I believe the $A$-module structure induced by $f$ is $a \cdot b := f(a)b$, and so
$$\operatorname{Ann}(B) = \{a \in A \mid a \cdot b = 0 ~ \forall b \in B\} = \{a \in A \mid f(a)b = 0 ~ \forall b \in B\}$$
If we know that $B$ is unital, then we could actually show $\operatorname{Ann}(B)= \ker f$, since if $a \in \operatorname{Ann}(B)$, then $f(a)b =0$ for all $b \in B$, so that $b=1$ implies $f(a)= 0$, whence $a \in \ker f$, and the other set inclusion is obvious. If not, I don't know what else one can show. Is that all there is to answering this question, or am I missing something?

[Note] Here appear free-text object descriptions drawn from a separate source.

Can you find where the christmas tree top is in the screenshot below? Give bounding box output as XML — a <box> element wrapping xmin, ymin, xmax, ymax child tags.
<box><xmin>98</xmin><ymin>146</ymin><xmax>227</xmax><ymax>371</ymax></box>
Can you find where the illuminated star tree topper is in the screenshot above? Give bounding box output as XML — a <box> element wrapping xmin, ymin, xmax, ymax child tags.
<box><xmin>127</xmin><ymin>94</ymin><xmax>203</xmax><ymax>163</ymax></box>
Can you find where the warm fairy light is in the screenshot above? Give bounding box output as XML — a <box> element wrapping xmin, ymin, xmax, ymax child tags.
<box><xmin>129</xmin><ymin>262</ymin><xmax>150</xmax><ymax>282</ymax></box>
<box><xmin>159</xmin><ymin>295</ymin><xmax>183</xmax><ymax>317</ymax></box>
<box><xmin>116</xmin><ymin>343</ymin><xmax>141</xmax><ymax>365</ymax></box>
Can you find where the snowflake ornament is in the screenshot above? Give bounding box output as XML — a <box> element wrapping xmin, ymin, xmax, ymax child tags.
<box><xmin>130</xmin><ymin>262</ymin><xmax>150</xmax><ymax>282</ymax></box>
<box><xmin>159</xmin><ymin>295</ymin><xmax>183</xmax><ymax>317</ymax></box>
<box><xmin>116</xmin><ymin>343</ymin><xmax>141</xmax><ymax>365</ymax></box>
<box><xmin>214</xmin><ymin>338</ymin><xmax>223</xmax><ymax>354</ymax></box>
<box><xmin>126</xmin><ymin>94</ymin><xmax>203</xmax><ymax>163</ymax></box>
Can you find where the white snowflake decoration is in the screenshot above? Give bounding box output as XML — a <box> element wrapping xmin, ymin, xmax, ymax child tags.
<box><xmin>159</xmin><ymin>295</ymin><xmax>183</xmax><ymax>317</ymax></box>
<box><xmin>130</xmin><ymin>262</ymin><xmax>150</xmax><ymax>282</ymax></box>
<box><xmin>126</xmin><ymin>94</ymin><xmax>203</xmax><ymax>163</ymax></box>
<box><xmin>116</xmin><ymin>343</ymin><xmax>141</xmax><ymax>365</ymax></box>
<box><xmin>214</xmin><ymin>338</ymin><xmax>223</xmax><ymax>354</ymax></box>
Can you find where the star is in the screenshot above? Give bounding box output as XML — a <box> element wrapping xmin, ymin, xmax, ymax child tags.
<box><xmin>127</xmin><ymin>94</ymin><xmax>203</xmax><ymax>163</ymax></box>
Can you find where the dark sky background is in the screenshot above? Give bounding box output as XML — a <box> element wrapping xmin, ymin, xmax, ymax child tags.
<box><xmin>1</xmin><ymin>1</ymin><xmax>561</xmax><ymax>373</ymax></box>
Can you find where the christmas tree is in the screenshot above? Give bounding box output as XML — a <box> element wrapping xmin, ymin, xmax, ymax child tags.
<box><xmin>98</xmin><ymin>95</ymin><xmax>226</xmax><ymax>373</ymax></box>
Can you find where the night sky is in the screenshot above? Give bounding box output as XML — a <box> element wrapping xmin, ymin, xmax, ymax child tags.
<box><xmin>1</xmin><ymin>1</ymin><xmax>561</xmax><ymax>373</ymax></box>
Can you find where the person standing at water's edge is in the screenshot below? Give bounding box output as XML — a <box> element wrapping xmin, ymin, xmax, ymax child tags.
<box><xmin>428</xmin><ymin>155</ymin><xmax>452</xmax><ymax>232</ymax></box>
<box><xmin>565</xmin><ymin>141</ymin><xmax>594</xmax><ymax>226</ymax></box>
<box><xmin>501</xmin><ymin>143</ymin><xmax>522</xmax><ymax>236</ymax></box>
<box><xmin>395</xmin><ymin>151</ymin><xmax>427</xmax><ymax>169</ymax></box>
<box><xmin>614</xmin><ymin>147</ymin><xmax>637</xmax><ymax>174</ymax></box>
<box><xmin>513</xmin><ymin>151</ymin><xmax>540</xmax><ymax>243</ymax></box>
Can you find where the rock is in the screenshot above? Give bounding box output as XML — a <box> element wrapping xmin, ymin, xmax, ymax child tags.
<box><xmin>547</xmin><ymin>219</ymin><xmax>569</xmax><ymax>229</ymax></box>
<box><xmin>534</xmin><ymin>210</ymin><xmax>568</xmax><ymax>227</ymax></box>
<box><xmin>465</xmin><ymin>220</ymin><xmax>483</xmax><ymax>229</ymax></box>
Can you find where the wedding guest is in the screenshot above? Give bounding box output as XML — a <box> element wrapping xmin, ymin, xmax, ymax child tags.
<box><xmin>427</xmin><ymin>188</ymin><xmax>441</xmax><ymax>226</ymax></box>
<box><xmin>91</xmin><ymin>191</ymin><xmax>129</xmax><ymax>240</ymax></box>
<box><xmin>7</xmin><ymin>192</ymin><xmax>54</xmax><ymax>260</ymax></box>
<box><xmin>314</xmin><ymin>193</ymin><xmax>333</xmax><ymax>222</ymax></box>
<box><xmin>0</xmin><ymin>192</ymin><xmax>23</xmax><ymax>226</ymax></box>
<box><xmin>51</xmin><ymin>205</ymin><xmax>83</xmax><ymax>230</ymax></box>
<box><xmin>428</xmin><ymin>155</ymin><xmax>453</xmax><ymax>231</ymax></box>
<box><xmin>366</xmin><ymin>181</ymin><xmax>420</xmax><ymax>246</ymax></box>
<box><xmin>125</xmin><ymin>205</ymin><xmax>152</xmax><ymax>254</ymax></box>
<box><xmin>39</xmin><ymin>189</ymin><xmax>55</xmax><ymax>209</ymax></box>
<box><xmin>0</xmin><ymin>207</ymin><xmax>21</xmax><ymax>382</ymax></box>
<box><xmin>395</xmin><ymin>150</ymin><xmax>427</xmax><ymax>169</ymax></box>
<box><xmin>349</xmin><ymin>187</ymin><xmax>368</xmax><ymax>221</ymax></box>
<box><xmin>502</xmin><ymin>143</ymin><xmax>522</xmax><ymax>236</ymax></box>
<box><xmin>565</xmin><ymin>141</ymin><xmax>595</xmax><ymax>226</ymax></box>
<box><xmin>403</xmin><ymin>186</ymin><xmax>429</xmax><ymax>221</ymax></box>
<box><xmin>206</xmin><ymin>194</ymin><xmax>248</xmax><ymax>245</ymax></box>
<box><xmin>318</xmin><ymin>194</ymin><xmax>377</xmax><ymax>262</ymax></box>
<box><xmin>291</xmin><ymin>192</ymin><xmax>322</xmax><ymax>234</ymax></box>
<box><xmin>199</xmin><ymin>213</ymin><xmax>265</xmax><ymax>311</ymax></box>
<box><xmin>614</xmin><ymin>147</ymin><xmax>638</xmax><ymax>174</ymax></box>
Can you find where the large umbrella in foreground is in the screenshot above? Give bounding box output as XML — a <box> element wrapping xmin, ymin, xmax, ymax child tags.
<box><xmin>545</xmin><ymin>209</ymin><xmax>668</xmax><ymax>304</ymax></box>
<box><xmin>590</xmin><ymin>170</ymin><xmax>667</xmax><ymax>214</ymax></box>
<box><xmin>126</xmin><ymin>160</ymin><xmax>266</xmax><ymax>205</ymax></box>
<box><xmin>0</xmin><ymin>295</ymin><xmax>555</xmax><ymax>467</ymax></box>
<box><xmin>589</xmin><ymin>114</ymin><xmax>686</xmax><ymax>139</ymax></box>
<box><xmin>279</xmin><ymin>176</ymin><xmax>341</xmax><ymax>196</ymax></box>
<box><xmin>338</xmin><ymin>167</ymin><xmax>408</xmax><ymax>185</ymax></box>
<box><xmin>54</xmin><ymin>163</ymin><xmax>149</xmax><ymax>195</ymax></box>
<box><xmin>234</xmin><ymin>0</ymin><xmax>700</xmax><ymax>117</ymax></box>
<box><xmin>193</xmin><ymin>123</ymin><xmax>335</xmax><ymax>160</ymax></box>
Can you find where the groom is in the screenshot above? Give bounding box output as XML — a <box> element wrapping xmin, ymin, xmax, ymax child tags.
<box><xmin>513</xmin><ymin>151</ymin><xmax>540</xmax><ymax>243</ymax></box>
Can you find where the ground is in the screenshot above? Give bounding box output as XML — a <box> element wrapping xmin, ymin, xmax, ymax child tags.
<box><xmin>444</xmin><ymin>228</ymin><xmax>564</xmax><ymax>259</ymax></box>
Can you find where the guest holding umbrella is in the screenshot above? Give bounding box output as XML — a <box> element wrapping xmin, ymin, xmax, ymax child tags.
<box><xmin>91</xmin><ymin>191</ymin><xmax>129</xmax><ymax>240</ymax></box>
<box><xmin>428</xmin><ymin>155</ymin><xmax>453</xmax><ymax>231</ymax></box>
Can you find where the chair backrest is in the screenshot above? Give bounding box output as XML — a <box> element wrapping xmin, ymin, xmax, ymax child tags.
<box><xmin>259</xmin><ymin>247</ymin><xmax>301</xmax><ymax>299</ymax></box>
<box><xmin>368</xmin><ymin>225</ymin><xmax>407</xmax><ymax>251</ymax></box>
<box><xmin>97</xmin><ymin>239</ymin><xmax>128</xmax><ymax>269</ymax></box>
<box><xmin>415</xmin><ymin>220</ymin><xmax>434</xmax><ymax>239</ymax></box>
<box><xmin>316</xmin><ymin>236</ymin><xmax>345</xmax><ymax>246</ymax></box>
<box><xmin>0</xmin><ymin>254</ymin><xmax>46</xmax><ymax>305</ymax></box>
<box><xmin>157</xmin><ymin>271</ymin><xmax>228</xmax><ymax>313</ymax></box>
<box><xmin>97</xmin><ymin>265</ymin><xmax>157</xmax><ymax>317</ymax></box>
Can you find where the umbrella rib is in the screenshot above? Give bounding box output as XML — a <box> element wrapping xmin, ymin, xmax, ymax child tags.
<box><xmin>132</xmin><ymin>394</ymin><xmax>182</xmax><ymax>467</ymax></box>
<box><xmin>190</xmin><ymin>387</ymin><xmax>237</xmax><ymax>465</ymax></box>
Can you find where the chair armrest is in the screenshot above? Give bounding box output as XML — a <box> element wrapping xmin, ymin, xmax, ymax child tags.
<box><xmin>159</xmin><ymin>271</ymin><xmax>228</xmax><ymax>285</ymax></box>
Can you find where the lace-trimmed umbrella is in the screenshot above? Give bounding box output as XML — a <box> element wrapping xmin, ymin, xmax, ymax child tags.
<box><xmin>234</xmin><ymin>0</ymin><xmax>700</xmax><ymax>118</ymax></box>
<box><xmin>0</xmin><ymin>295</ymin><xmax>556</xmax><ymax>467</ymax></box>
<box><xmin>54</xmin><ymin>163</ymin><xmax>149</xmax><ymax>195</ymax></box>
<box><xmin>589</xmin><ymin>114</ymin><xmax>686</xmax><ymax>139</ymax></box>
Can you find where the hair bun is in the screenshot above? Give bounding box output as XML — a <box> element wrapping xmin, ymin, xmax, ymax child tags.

Everything you have written is good.
Yes, having identity lets you conclude that $\operatorname{Ann}(B)=\ker(f)$.
You cannot say that in general though: without an identity, it could be, for example, that $B^2=\{0\}$, and then possibly $A=Ann(B)\supsetneq \ker f$.
For example, you could have the ideal $A=(x)+(x^3)$ in $\mathbb R[x]/(x^3)$ and $B=(x)+(x^2)$ in $\mathbb R[x]/(x^2)$, and the map $f:A\to B$ be the obvious one $r+(x^3)\mapsto r+(x^2)$. The kernel is $(x^2)+(x^3)$ but everything in $A$ will annihilate $B$.